I was very interested to see the announcement last week of a project involving 50 affordable rented homes in Dunbar – billed as “Scotland’s first affordable rented homes built without government subsidy”.  The search for new models which can allow affordable homes to be made available with minimal public funding - and ideally with minimal public sector exposure (whether in the form of guarantees or otherwise) – has been a feature of the housing scene in Scotland for some years. The Dunbar project is a great example of what can be achieved, where you have a group of willing partners who are prepared to be flexible, to think creatively, and to take a new step on (relatively) uncharted territory.

I say relatively uncharted, as the key features within this model are immediately recognisable from other initiatives of this kind – the use of an investment lease structure to provide an institutional investor with a long-term reliable income stream (thus releasing relatively low-cost capital finance); the need to access risk finance from a different source to cover the construction phase; engagement of the local authority (in other cases, it would be a housing association) to provide management and maintenance services; and (I would assume, given technical issues regarding the type of tenancy) with a special purpose vehicle acting as the immediate landlord of the residential tenants. It should be noted, incidentally, that the “no-subsidy” element relates only to the 50 mid-market rent units; the 10 units for social rent will be supported by Scottish Government AHSP funding – so that nut remains to be cracked.

The Scottish Futures Trust has applied real energy and drive in taking forward a range of new housing models in recent years - the NHT local authority variant, LAR Housing Trust, the Edinburgh Living LLPs, the Affordable Home Ownership model and various innovative structures for financing of infrastructure – each of them contributing towards the Scottish Government’s ambitious target for affordable housing. Each of these models has provided a different solution to the same fundamental problem - how to provide affordable housing in a challenging public finance environment; and, as a legal adviser working on each of these projects, I can also say that each has come with its own set of technical legal challenges to resolve.

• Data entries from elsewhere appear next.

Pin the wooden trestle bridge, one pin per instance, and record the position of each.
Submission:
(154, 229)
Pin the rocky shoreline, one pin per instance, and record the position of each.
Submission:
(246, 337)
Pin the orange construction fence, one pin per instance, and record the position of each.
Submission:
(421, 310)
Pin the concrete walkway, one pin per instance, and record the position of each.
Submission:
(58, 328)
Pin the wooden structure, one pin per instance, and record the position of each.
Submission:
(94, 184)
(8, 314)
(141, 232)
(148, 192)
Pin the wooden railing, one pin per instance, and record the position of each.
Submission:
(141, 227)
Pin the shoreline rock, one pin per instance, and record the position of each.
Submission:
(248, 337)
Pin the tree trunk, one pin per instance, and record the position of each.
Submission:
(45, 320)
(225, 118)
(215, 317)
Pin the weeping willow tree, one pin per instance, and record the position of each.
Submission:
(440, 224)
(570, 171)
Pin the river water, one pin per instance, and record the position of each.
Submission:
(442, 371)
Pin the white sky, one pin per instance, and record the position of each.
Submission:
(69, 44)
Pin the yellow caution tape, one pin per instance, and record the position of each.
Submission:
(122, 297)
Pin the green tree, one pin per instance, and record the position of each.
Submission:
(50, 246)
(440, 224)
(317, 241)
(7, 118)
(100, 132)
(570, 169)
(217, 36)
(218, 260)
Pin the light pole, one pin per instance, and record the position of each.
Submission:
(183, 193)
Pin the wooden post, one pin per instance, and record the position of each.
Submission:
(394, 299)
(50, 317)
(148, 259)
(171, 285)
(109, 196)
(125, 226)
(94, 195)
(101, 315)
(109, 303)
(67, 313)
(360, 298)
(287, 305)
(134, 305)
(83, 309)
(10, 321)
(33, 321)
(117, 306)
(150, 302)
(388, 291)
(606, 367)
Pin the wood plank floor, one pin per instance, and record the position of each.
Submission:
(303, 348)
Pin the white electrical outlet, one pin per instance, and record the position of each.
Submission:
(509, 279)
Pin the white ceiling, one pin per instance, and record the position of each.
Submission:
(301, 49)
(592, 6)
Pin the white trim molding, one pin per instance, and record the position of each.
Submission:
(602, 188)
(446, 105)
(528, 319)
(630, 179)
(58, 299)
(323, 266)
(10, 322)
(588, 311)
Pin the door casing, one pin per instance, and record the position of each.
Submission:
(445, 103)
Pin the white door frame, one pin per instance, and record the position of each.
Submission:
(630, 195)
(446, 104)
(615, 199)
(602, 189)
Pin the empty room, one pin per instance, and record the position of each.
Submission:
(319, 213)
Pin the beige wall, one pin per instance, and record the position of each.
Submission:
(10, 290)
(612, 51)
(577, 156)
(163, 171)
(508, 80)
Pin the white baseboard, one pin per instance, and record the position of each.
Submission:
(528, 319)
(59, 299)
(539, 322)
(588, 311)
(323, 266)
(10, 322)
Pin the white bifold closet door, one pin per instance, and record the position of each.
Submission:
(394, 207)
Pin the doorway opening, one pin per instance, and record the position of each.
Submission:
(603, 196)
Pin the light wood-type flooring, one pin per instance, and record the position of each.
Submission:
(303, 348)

But the Dunbar project throws out a challenge to the private sector – given the shared interest in creating balanced and sustainable communities, is it time now for the private sector to apply its own creativity and innovation to explore new ways to facilitate provision of affordable housing in a tight public funding environment ….seeing this not as a burden imposed by planning policies but as an opportunity? If student residences and PRS schemes are now established as sound long-term investment propositions, what are the solutions within the field of affordable rented housing (mid-market, or maybe even social rented housing) which could make them attractive with minimal or nil subsidy? Watch this space!